Let’s put everything together into one script. The input files are available in /blue/general_workshop/share/all_in_one/ and the script is available as /blue/general_workshop/share/scripts/slurm_pipeline.sh.

$ cd /blue/general_workshop/<username>

$ mkdir pipeline

$ cd pipeline

$ cp -r ../../share/phylogeny/* ./

$ cp ../../share/scripts/slurm_pipeline.sh ./

$ cp ../../share/scripts/blast2fasta.sh ./

$ ls
avrBs2.fas         GEV1054.fasta     GEV909.fasta     GEV968.fasta          Xeu.fasta
blast2fasta.sh     GEV1063.fasta     GEV915.fasta     GEV993.fasta          Xg.fasta
GEV1001.fasta      GEV839.fasta      GEV917.fasta     slurm_pipeline.sh     Xp.fasta
GEV1026.fasta      GEV893.fasta      GEV936.fasta     TB15.fasta
GEV1044.fasta      GEV904.fasta      GEV940.fasta     Xc.fasta
$ tail -n23 slurm_pipeline.sh
# Load programs
module load ncbi_blast
module load mafft
module load raxml

# Loop over each genome
for genome in `ls *.fasta | sed 's/.fasta//g'`
do
  # Make database
   makeblastdb -in "$genome.fasta" -dbtype nucl -out "$genome"
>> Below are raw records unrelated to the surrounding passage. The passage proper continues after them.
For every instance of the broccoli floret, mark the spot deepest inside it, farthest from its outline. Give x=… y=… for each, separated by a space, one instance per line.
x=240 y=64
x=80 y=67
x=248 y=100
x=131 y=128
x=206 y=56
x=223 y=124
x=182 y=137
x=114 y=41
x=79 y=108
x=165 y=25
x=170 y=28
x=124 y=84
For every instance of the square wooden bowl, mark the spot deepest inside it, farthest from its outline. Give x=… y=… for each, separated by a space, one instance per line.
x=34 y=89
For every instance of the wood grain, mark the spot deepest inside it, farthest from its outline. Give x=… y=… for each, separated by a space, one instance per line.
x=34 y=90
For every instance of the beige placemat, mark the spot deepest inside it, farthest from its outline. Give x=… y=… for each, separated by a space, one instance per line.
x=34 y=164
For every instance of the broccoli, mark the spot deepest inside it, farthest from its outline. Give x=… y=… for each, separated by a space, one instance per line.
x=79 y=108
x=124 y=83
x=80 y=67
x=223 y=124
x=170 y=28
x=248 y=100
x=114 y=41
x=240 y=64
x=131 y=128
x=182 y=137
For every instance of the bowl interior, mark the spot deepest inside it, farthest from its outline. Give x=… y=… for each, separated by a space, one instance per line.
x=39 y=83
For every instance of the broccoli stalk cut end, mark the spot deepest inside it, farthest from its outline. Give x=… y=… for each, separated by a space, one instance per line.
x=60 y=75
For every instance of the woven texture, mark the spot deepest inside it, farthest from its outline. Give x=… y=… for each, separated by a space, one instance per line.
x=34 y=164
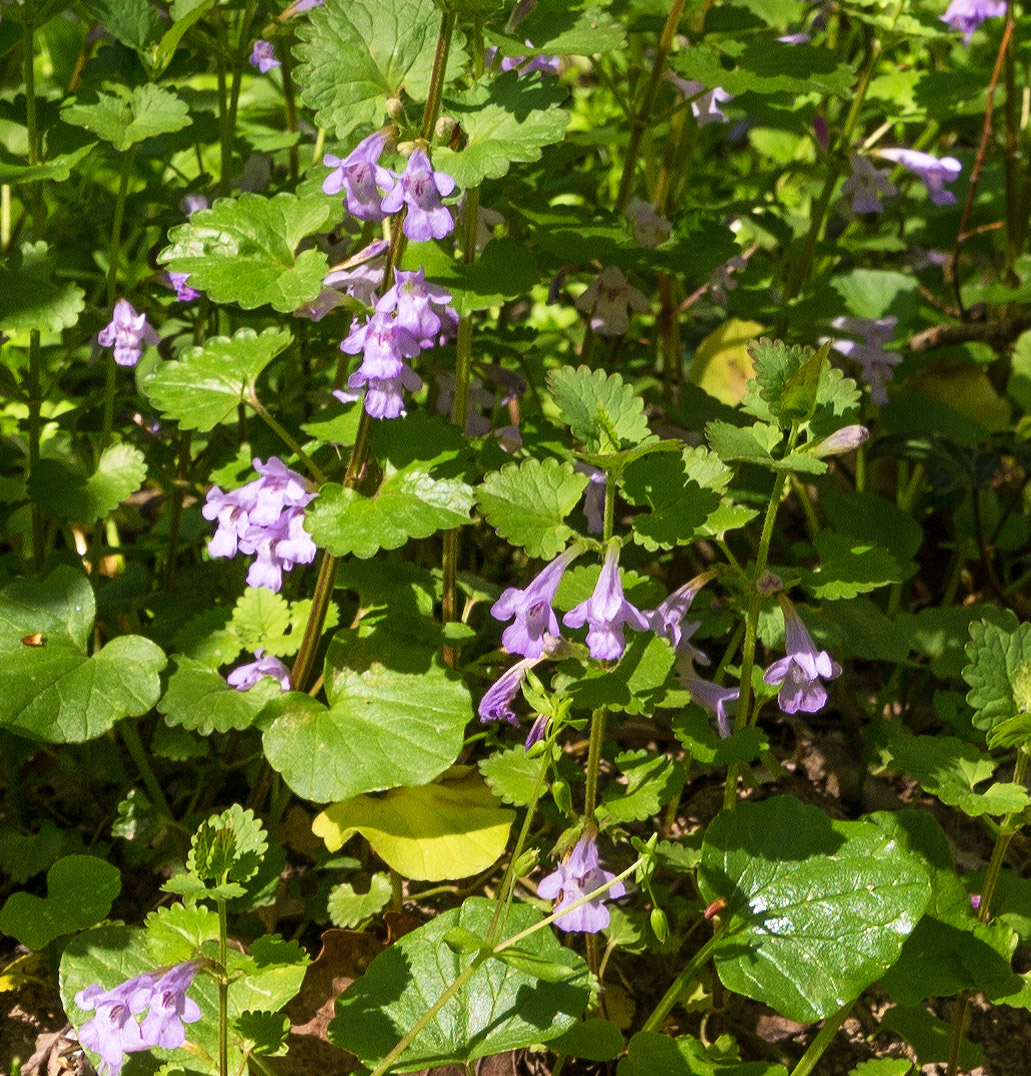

  # Run blastn on that database
   blastn -query avrBs2.fas -db "$genome" -out $genome"_avrBs2.out" -outfmt 5 -evalue 0.001
done

# Combine all outputs and parse into multiFASTA file
cat *_avrBs2.out | sh blast2fasta.sh > avrBs2_all_genomes.fas

# Align sequences with MAAFT
mafft avrBs2_all_genomes.fas > avrBs2_all_genomes_aligned.fas

# Make tree with RAxML
raxmlHPC -d -p 12345 -m GTRGAMMAI -s avrBs2_all_genomes_aligned.fas -n avrBs2_tree

After editing the email address in nano, you are ready to submit the submission script.

$ sbatch slurm_pipeline.sh

Visualize tree

Once the job finishes, you can transfer all the outputs to your personal computer. Then, you can visualize the ‘RAxML_bestTree.avrBs2_tree’ using Figtree software. Setup page has instructions on how to install Figtree.

Key Points

  • Don’t forget to check parameters of the software. Can be viewed using ‘-h’ followed by the software name.